Proposta busca disciplinar exceções
Em resposta à pressão popular e ao elevado custo desses pagamentos, a deputada federal Tabata Amaral (sem partido-SP) apresentou uma Proposta de Emenda à Constituição (PEC) para limitar as exceções ao teto salarial. O texto, que está disponível para a coleta de assinaturas no sistema da Câmara, busca definir com mais rigor quais pagamentos podem ser classificados como indenizatórios.
A proposta reconhece auxílios como alimentação, transporte em serviço, férias não gozadas e ajuda de custo em viagens de trabalho. Contudo, impõe condições para pagamentos mais polêmicos, como o auxílio-moradia — que só poderá ser concedido na ausência de imóvel funcional e se o servidor não residir com outra pessoa que também receba o mesmo benefício.
“Os supersalários são pagos a uma minoria do funcionalismo público, aproximadamente 0,06% dos servidores se beneficia dessas brechas, porém, geram um impacto grande aos cofres públicos, que em 2023 foi R$ 11,1 bilhões”, afirma Jessika Moreira, diretora-executiva do Movimento Pessoas à Frente. “A ideia é resgatar a autoridade do teto constitucional”, completa.
Segundo ela, o projeto também prevê punição por improbidade administrativa no caso de descumprimento da norma, especialmente para criação de novas verbas por meio de atos infralegais.
Judiciário lidera os excessos
Entre os principais alvos da crítica pública estão os tribunais. Luciana Zaffalon, diretora-executiva do Justa — centro de pesquisa sobre economia política da Justiça —, ressalta que “a capacidade das instituições de Justiça para burlar o teto é incalculável”. Segundo ela, os supersalários se consolidaram no sistema Judiciário porque é o setor com menor controle externo.

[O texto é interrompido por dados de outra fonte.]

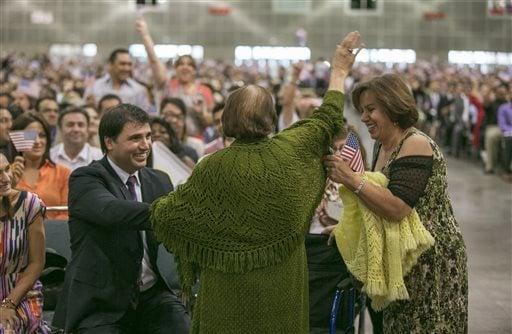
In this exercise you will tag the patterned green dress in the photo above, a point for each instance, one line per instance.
(438, 284)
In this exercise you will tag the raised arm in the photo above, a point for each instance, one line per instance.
(343, 59)
(313, 134)
(157, 67)
(289, 92)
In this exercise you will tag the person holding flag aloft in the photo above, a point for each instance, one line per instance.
(415, 171)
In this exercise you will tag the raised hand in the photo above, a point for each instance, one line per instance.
(344, 55)
(17, 168)
(141, 26)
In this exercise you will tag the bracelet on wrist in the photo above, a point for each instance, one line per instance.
(360, 187)
(8, 303)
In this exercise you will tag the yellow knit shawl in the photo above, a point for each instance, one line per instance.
(377, 251)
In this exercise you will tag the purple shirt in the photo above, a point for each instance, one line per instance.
(505, 119)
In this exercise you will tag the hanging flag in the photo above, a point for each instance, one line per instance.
(23, 141)
(351, 152)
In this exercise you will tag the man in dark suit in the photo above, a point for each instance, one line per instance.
(112, 283)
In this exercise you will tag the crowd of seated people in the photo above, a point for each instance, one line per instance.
(466, 110)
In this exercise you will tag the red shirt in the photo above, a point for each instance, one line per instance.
(52, 188)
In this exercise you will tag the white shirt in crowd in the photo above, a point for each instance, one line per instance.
(84, 158)
(147, 276)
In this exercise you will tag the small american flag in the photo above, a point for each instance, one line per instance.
(352, 153)
(23, 140)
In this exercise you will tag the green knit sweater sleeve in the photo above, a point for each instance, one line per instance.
(312, 135)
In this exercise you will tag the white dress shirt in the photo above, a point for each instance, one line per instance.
(87, 155)
(147, 276)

“Ou somos claros e criamos uma regra que não pode ser flexibilizada ou não veremos resultado”, afirma Zaffalon. Para ela, o apoio popular à revisão mostra que a sociedade “enxerga o que tem de concreto nos supersalários, que é a criação de uma casta alheia à realidade nacional”.
Ainda segundo a pesquisadora, os pagamentos excessivos acabam distorcendo a atuação das instituições: “Essa atração de recursos muitas vezes serve para neutralizar as funções que as instituições deveriam exercer, como a responsabilização de gestores públicos e o julgamento de conflitos. Quem processa e define os conflitos tem sido privilegiado: quem pode mais, fica com mais, mas o interesse público nem sempre é priorizado.”
Supersalários na mira da reforma administrativa
O debate sobre os limites da remuneração no funcionalismo ganhou novo impulso com a conclusão do grupo de trabalho da reforma administrativa na Câmara, no início desta semana. Segundo o relator, deputado Pedro Paulo (PSD-RJ), 17 das 66 propostas redigidas pelo colegiado tratam diretamente da regulamentação do teto e dos pagamentos extras.
Apesar de a discussão sobre a reforma ainda não ter data para ir ao plenário, cresce a pressão sobre o Congresso para agir diante do clamor social por mais equidade no serviço público.
A pesquisa Datafolha foi realizada entre os dias 10 e 14 de julho e ouviu brasileiros de diferentes regiões e faixas de renda. A margem de erro é de dois pontos percentuais, com nível de confiança de 95%.